Since establishing a consistent food supply, access to medical care, and improving worker housing the third phase of our project at Finca Santa Isabel has been focused on increasing adult literacy among farm workers. Funds from our project have been used to build a sheltered classroom, complete with electricity and learning materials to be used by anyone enrolled in school and affiliated with Finca Santa Isabel. Jaime has hired a full time teacher who offers classes in reading, writing and basic math to the workers every day. The farm workers and their children both attend school now. Where the adult farmers were previously illiterate, they are now able to read and write.
REFORESTATION
January 2013 – January 2017
Jorge Lagos’ farm, Finca Santa Teresa, is in Dipilto, Nicaragua. He has always treated his workers well; when we first started a relationship with him, he was rebuilding worker housing to include ventilation systems that would make the wood-burning kitchens safer. Since then, he also bought the farm next to his own to continue building worker houses, and also provides good wages and food to his farmers.
Recently, a federally funded company called Albamadera started major deforestation projects in the area in order to be able to export the lumber to Venezuela in exchange for cheap gas. This has had severe negative consequences for Jorge and his community; the area was once lush, but has begun to lose its crucial water supply- in 2016, the area ran dry for a week, which was previously unheard of. To combat this issue, Jorge purchased school supplies and traded them to local members of his community in exchange for pine tree saplings to start a major reforestation project in the area. This past June, we conducted a project to help plant 2,000 pine trees and help revitalize the local ecosystem in Dipilto.
HARVEST QUALITY
December 2012 – November 2016
We began our relationship with the 8 farmers of the Bella Vista cooperative after attending the Robusta Cupping Conference, held in Mexico City in 2012. Initially, we began our relationship and project by providing the farmers here with consistent monthly paychecks.
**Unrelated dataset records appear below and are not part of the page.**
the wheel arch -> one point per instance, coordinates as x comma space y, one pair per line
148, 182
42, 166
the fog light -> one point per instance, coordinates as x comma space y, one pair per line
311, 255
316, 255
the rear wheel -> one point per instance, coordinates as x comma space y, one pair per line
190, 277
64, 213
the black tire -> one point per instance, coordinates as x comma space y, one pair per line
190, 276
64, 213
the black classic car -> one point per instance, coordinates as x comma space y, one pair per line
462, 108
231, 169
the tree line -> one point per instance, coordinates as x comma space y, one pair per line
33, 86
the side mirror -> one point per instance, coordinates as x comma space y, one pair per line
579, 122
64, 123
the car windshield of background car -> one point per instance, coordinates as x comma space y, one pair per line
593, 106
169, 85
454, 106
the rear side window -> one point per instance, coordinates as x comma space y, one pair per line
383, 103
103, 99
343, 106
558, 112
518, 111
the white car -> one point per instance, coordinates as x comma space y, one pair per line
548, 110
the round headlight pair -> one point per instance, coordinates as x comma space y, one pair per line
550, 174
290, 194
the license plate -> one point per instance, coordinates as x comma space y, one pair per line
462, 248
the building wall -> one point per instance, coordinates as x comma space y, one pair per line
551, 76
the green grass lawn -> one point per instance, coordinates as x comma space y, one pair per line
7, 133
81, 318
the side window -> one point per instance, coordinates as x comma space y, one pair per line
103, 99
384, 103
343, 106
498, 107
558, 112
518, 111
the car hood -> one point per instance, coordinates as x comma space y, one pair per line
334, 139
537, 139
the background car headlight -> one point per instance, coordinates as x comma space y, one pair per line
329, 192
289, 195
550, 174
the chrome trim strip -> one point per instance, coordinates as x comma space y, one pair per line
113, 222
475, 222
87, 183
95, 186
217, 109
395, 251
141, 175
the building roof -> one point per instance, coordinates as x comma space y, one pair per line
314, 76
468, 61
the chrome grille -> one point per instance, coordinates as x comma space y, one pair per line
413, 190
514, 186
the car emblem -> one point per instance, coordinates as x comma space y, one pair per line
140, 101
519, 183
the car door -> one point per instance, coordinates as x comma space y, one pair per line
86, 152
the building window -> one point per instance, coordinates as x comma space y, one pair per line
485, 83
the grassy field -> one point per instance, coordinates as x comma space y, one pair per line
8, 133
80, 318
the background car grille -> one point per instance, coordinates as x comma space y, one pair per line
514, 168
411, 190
This was a big help, since the farmers had previously been living day-to-day on a tight budget, and did not have a steady source of income to support themselves with. Our agreement was to pay the farmers monthly for the coffee that they would produce at the end of the year, for three years. After establishing a steady flow of income for the farmers at Bella Vista, we began work with them to increase the quality of their harvest, teaching them to pick only ripe fruit and conducting tastings to concretely demonstrate the difference in taste between unripe and ripe coffee. This was important to developing a common understanding of the type of coffee we wanted to buy.